Pese a esas y otras tragedias, los vuelos aerostáticos se volvieron casi rutinarios. Cantolla, ya famoso, estrenó un nuevo globo, el Vulcano, en diciembre de 1867. También son dignas de recordarse las ascensiones hechas entre 1855 y 1856 por el artista Casimiro Castro, quien gracias a esos vuelos pudo hacer tres originales litografías que aparecieron en el álbum México y sus alrededores. Otro destacado piloto guanajuatense de ese tiempo fue Félix Morales.
El famoso Joaquín de la Cantolla, ya anciano y retirado, convenció a Alberto Braniff, primer aviador de Hispanoamérica, de que lo llevara en un último vuelo. A bordo de un moderno aparato del tipo Gordon Bennett, ambos personajes surcaron el espacio en 1914 hacia el Valle de Chalco, donde acampaban las fuerzas zapatistas del general Genovevo de la O, que intentaron bajar el aerostato ¡a balazos! El ejército impidió un daño mayor, pero el susto fue demasiado para el veterano aeronauta, quien sufrió un derrame cerebral y falleció a los pocos días, dando fin así a la heroica época de los viajes en globo.
A finales del siglo pasado, un defeño asentado en Guanajuato, de nombre Marco Antonio Rodríguez Linares, junto a otros entusiastas aeronautas, crearon un Festival Internacional de Vuelo en Globo, con sede en la hermosa e histórica ciudad minera. Al frío amanecer del 20 de noviembre de 1992, 11 aerostatos se alinearon en la unidad deportiva “Juan José Torres Landa”, antes de cobrar forma al influjo del aire caliente. Pronto, refulgieron los gajos translúcidos, ante unos pocos madrugadores. Al clarear el día, comenzaron a elevarse. Los guanajuatenses que ese día se dirigían a sus actividades vieron de pronto, admirados, cómo aparecían, detrás del Cerro de San Miguel, una serie de globos multicolores que saludaban a la ciudad desde las alturas, 150 años después del primer vuelo realizado por Benito León Acosta.

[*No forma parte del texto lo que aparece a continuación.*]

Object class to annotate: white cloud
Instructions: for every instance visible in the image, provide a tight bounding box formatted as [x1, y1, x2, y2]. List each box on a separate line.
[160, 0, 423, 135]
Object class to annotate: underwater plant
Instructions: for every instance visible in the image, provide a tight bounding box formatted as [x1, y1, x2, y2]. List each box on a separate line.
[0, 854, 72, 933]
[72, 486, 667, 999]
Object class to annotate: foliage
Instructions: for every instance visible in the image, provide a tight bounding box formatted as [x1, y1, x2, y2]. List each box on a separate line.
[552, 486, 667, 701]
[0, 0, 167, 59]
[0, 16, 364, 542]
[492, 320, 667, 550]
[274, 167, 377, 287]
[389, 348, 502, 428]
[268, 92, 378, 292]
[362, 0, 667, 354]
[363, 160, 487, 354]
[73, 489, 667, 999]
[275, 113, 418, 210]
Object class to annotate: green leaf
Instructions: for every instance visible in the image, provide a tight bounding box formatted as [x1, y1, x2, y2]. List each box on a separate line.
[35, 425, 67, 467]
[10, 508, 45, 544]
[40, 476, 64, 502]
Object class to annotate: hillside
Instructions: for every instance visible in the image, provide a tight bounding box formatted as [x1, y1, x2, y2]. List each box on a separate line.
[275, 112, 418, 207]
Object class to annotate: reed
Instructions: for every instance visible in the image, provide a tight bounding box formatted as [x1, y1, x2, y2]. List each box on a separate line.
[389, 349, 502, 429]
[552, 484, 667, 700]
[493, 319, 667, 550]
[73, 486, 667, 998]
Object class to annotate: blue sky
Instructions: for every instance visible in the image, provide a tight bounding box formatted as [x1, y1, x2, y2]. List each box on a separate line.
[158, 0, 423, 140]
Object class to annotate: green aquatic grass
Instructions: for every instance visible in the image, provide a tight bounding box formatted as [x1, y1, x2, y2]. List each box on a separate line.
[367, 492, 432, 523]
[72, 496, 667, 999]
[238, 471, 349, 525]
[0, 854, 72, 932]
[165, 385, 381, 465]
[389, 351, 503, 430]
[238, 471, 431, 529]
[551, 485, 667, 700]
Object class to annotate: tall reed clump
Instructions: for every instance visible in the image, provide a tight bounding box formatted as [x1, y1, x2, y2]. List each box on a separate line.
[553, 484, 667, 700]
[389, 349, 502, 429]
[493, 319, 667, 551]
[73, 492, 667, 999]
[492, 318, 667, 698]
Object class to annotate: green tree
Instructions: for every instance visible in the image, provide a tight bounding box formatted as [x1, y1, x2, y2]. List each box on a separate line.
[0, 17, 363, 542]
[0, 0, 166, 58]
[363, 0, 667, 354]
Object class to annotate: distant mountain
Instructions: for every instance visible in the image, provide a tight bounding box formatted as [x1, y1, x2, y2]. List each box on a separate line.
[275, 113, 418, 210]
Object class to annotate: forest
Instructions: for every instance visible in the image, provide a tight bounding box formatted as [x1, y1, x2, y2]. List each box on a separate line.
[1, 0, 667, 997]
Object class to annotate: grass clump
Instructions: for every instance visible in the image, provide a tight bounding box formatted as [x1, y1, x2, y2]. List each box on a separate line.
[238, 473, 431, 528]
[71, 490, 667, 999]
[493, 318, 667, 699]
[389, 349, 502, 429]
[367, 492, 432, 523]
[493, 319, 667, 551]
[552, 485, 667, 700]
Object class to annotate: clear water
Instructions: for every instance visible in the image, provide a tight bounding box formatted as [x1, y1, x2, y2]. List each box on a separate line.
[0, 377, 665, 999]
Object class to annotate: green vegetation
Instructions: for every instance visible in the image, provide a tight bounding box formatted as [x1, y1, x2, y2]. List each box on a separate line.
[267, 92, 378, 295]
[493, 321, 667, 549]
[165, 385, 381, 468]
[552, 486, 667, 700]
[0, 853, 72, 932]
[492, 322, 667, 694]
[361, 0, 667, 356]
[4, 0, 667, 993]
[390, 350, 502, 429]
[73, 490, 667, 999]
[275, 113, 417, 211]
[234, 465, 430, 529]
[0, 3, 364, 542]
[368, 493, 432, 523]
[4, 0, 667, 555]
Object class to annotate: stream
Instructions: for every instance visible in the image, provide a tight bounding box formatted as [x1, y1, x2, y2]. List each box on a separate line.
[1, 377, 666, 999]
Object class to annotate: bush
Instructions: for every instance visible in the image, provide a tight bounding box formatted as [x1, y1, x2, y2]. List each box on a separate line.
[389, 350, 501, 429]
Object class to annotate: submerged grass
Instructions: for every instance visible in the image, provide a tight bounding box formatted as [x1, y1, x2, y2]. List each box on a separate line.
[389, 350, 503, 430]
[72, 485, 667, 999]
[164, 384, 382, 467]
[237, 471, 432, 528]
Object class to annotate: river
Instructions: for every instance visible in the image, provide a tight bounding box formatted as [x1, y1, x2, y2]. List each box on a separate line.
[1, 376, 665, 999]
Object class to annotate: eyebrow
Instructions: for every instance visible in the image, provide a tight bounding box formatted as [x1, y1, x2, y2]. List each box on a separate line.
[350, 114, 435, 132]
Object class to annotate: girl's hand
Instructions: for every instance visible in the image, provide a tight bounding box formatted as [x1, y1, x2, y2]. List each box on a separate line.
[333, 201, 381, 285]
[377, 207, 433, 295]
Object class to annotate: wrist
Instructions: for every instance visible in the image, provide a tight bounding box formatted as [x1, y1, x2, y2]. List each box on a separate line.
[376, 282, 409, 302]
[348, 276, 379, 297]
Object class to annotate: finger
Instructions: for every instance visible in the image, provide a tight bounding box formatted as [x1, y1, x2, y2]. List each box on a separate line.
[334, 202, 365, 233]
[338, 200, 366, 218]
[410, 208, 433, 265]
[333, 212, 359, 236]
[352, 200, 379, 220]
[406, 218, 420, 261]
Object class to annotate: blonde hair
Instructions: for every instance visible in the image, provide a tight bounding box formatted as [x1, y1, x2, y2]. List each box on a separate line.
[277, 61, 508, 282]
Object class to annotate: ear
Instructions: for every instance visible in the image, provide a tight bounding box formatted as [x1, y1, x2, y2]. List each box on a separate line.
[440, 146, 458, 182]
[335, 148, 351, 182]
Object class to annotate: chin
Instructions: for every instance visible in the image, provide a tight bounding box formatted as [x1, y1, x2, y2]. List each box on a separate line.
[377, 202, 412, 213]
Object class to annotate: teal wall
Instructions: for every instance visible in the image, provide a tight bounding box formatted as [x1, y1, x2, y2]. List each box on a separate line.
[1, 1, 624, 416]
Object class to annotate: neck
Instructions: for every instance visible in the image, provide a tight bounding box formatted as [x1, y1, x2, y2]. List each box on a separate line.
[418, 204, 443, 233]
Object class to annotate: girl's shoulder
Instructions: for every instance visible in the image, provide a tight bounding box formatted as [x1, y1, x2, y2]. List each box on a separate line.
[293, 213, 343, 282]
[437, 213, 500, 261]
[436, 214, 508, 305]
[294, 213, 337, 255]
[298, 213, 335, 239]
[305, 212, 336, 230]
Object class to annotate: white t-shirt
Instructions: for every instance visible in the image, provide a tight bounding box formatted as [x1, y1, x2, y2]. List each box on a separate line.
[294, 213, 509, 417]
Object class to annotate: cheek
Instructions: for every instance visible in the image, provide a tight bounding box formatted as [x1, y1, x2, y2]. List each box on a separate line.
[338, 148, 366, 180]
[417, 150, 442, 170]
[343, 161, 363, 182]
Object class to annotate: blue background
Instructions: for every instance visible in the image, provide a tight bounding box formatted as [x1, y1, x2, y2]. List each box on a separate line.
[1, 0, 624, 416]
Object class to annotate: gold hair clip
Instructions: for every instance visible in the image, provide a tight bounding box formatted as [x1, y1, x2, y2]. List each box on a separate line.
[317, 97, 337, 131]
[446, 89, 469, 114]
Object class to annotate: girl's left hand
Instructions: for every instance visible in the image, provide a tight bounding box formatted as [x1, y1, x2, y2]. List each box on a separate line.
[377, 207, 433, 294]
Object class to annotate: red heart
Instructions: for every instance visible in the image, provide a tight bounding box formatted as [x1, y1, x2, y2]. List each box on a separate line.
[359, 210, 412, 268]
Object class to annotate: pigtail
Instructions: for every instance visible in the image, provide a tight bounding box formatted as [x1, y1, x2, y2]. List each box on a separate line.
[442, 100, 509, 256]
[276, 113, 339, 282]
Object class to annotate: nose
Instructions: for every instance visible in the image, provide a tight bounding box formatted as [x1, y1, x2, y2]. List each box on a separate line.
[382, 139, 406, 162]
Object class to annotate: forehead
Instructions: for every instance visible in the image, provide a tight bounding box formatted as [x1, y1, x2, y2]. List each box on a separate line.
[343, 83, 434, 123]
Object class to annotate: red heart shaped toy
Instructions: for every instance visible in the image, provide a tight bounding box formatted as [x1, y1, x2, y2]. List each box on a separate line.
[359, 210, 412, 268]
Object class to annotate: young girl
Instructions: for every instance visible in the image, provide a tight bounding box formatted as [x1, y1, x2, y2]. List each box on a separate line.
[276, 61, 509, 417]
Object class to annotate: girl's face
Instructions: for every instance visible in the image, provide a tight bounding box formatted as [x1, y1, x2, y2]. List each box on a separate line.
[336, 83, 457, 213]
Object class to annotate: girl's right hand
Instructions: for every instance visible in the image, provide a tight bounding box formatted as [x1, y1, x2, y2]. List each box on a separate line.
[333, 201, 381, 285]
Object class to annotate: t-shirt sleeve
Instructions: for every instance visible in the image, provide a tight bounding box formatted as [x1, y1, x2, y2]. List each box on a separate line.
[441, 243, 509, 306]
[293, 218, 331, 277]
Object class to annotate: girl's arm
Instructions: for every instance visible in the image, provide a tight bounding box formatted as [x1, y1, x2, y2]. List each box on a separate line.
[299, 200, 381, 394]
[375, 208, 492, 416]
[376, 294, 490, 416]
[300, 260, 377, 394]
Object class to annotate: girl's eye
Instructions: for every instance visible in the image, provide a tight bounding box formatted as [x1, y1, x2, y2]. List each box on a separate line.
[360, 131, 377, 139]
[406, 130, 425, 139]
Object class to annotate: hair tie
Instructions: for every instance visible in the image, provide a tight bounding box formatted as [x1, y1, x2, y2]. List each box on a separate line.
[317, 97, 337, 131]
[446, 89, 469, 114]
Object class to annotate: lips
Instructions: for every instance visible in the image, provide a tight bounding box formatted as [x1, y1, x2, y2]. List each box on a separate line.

Con el paso del tiempo, el festival alcanzó tal popularidad que las autoridades decidieron trasladarlo a León, ciudad con mayor movimiento económico, donde se realiza desde el año 2002. Allí, en las orillas de la líquida superficie de la Presa del Palote, al elevarse continúan hechizando a los miles de asistentes, igual que hacían en los románticos y lejanos tiempos del nacimiento de la aeronáutica.